Multinational ICT giant Huawei has begun the construction of a 2,001km-long national fibre optic backbone in Burkina Faso, the country’s president Roch Marc Christian Kaboré has announced.
The US$180 million project which is being constructed in phases at Gaoua, in the region of Bafuji is being overseen by French engineering group Tactis. The first phase is set to be completed within a year.
The first phase is expected to cost about US$90 million and will be financed through a 12-year loan facility, 60% of which was provided by the Bank of China with the remaining 40% provided by BNP-Paribas.

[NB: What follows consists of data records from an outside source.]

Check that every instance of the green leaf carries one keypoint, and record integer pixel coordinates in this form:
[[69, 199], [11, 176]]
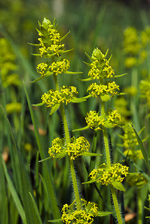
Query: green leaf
[[54, 108], [72, 73], [91, 154], [105, 97], [116, 76], [102, 213], [78, 100], [81, 129], [62, 38], [142, 149], [47, 174], [90, 181], [85, 80], [118, 186], [55, 220]]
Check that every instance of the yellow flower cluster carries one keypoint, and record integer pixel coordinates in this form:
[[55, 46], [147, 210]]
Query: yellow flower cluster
[[83, 216], [111, 119], [94, 120], [65, 95], [96, 90], [134, 154], [55, 68], [8, 65], [50, 40], [100, 67], [135, 45], [129, 138], [106, 175], [136, 179], [73, 149], [145, 90]]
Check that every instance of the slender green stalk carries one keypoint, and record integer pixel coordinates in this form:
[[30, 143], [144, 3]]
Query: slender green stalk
[[108, 161], [116, 205], [140, 207], [67, 137]]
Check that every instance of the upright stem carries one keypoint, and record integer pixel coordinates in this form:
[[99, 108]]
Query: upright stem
[[67, 137], [108, 160]]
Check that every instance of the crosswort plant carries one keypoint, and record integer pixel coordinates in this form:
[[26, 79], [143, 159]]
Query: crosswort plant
[[70, 147]]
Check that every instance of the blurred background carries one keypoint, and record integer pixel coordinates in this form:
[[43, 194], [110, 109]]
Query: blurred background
[[93, 23]]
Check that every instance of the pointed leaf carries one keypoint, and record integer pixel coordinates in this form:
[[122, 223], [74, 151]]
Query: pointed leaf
[[91, 154], [118, 186], [54, 108], [81, 129]]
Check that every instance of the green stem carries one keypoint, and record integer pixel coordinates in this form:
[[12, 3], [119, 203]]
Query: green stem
[[67, 137], [116, 205], [93, 158], [139, 198], [108, 160]]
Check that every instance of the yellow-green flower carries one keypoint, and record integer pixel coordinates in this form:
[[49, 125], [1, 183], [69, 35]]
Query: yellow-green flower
[[74, 149], [107, 175], [110, 88], [94, 120], [70, 215], [54, 68], [100, 67], [8, 65], [145, 90], [109, 120], [65, 95]]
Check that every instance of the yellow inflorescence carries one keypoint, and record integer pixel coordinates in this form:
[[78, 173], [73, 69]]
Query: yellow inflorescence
[[106, 175], [94, 120], [136, 179], [55, 68], [96, 90], [73, 149], [134, 154], [100, 67], [129, 138], [145, 90], [83, 216], [111, 119], [65, 95]]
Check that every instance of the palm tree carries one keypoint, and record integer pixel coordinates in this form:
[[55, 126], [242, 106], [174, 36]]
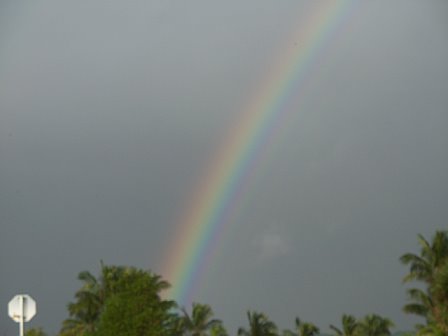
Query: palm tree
[[200, 323], [305, 328], [428, 268], [349, 326], [375, 325], [439, 296], [91, 297], [259, 325], [431, 257]]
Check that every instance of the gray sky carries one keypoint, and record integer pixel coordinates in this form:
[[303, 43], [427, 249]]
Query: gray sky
[[110, 111]]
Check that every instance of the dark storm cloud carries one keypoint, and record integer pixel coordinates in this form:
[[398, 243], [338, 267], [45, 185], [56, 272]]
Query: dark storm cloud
[[109, 113]]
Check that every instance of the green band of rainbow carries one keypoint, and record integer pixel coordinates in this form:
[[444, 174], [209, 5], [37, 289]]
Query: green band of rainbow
[[201, 225]]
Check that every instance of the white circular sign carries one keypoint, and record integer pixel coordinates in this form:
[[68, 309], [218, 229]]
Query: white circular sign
[[22, 305]]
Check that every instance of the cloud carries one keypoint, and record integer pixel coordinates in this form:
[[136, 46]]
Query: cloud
[[272, 245]]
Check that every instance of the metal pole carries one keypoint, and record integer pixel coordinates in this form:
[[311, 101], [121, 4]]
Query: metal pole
[[21, 315]]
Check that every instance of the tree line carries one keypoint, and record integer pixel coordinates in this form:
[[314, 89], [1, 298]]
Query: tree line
[[127, 301]]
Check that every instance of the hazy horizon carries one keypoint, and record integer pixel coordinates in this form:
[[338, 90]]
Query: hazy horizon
[[111, 112]]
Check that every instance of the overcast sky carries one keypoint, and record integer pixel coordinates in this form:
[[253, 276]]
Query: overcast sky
[[111, 110]]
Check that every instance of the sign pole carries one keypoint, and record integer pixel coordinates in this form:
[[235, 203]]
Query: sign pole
[[21, 315]]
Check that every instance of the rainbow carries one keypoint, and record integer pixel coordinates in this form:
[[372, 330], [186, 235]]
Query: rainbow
[[207, 214]]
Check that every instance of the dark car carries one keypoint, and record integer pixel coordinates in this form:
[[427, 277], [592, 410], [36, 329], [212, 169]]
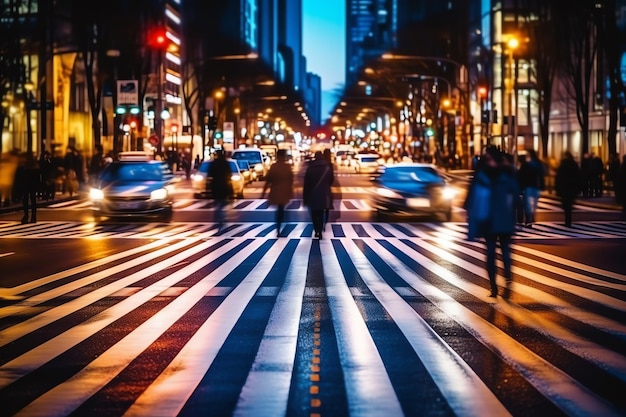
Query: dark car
[[201, 182], [413, 189], [134, 188]]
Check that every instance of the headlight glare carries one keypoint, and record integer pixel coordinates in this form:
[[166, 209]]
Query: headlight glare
[[386, 192], [96, 194], [160, 194], [448, 193]]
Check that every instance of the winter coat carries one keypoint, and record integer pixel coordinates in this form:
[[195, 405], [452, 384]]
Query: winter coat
[[279, 180], [568, 179], [496, 214], [530, 175], [220, 173], [318, 179]]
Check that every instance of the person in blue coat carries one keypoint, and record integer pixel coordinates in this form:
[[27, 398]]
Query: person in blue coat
[[316, 190], [490, 206]]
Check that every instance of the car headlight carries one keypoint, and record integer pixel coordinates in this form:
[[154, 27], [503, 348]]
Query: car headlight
[[448, 193], [96, 194], [386, 192], [160, 194]]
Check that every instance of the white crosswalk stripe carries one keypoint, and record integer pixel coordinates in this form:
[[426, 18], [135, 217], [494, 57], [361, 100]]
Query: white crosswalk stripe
[[351, 230], [344, 204], [386, 265]]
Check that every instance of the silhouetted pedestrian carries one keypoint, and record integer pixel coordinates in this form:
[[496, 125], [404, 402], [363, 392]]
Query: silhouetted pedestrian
[[279, 181], [221, 185], [48, 174], [329, 158], [490, 206], [96, 164], [620, 187], [316, 192], [531, 181], [28, 184], [596, 173], [567, 184]]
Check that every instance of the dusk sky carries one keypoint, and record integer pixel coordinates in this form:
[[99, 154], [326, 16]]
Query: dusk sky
[[324, 46]]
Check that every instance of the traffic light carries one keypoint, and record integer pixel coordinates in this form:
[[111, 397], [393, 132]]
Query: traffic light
[[157, 38], [212, 123]]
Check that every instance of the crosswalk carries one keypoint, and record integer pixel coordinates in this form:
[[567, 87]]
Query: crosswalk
[[349, 230], [343, 204], [170, 317]]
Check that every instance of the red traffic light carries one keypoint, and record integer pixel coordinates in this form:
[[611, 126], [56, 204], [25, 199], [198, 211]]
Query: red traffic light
[[158, 38]]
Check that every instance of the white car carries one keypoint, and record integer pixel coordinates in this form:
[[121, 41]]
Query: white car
[[201, 183], [367, 163]]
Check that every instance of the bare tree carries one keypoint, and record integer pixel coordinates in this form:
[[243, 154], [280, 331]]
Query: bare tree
[[607, 32], [543, 51], [578, 27]]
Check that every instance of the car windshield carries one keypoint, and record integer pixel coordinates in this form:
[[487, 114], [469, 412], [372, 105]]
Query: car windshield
[[133, 172], [419, 174], [204, 167], [253, 157]]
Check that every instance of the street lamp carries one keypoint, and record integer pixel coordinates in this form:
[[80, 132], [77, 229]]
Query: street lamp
[[510, 81]]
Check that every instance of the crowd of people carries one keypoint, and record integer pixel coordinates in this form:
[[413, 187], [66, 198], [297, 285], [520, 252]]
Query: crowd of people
[[501, 195]]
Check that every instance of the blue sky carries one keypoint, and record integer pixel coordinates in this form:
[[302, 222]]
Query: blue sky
[[323, 27]]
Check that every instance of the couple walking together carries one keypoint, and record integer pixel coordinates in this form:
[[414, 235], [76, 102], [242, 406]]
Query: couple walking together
[[490, 205], [316, 191]]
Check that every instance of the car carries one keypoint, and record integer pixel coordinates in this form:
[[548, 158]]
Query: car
[[255, 157], [134, 186], [367, 163], [201, 182], [249, 175], [413, 189]]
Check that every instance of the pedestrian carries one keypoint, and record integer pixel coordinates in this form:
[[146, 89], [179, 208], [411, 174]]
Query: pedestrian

“The government is firmly committed to ensuring that our regions are interconnected, and our communities are interconnected,” said Kaboré.
The 2,001km national fibre optic backbone in Burkina Faso will be added to the 307km run under the West Africa Interconnection Project, and the 650km of fibre established under the Government Cloud project.
On completion, Burkina Faso would have a total of 2,957 km of fibre optic infrastructure and thereafter, during the second phase, an additional 8,000km of fibre optic infrastructure will be deployed.
The project aims to provide Burkina with a broadband infrastructure which will improve its connectivity.
It will allow for the implementation of e-government and its associated value added services such as, e-health, e-education, e-tax, and tele-medicine among other internet related services.
The ultimate goal of the national backbone project is to connect the country’s 45 provinces, as well as its major urban areas.